Dessa forma, há uma maior possibilidade de escrita para o aluno, aumentando seu desenvolvimento ao redigir um texto e ampliando sua competência textual. A professora em Letras e livre-docente em Análise do Discurso na UNICAMP Dra. Ingedore Villaça Koch juntamente com a professora associada do departamento de português da PUC-SP Dra. Vanda Maria Elias organizaram o livro Ler e Escrever (2009) e ressaltam as teorias sobre texto e escrita, atreladas as práticas de ensino, que favorecem a compreensão e a peculiaridade de cada gênero textual. De acordo com as autoras Koch e Elias (2009, p. 56), os gêneros textuais compreendem as “[…] práticas socialmente constituídas com propósito comunicacional configuradas em texto”.

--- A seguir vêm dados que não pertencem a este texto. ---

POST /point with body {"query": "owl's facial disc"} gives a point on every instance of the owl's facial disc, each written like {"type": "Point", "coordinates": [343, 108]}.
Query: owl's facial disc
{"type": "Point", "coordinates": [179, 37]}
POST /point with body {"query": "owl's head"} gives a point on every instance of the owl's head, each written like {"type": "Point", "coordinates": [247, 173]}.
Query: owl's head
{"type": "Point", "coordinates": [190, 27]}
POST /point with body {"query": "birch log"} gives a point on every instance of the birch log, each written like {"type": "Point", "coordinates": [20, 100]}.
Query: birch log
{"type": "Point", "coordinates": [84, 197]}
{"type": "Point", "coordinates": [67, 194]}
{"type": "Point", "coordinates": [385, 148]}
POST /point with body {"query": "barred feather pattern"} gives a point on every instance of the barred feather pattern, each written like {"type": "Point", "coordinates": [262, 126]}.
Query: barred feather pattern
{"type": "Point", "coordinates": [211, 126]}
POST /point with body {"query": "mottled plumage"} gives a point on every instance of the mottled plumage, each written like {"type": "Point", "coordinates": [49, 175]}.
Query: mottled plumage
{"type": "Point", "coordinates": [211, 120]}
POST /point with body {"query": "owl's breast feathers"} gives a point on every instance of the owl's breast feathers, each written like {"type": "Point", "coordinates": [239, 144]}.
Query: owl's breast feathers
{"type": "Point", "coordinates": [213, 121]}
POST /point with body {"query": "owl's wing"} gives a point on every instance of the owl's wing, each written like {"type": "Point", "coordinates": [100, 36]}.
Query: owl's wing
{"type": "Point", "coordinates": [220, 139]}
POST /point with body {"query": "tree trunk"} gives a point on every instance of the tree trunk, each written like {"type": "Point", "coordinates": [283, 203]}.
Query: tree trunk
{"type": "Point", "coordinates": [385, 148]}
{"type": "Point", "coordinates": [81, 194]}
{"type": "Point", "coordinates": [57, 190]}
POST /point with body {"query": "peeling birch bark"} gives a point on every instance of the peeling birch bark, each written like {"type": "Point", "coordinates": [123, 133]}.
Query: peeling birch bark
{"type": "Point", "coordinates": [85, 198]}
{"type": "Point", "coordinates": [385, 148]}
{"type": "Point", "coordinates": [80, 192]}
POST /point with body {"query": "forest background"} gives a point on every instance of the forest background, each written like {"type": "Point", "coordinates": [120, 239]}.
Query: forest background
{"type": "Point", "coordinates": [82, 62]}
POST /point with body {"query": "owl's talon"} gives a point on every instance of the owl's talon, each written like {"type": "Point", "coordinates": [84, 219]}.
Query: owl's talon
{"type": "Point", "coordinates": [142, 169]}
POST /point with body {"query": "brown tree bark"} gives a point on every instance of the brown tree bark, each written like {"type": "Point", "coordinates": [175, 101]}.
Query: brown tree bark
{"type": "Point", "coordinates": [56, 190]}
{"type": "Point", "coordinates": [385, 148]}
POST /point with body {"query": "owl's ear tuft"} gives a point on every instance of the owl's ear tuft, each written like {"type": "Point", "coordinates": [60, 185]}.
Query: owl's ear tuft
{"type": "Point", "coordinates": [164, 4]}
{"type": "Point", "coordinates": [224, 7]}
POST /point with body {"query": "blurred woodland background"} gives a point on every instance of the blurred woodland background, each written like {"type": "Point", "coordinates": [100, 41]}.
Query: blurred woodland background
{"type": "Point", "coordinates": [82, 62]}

Dada à importância de ressaltar os estudos de gêneros textuais proposto pela professora Manoela nas aulas de Língua Portuguesa na turma do 1ºD da Escola Estadual de Segundo Grau Lúcia Martins Coelho, nos atemos ao gênero textual paródia na produção da sequência didática. Este gênero já foi estudado anteriormente pelos alunos, ocorrendo uma aceitação imediata. O gênero textual paródia consiste na releitura de algo existente como música, textos literários, obras de arte, imagens, etc. Segundo o Dicionário Priberam, o substantivo feminino paródia tem origem no grego, podendo significar “imitação, burlesca de uma obra séria, reprodução burlesca de qualquer coisa e animação, farra, pândega”[3]. Na maioria das vezes, estão atrelados ao cômico e ao drama, recursos utilizados para dar ênfase ao deboche e à ironia.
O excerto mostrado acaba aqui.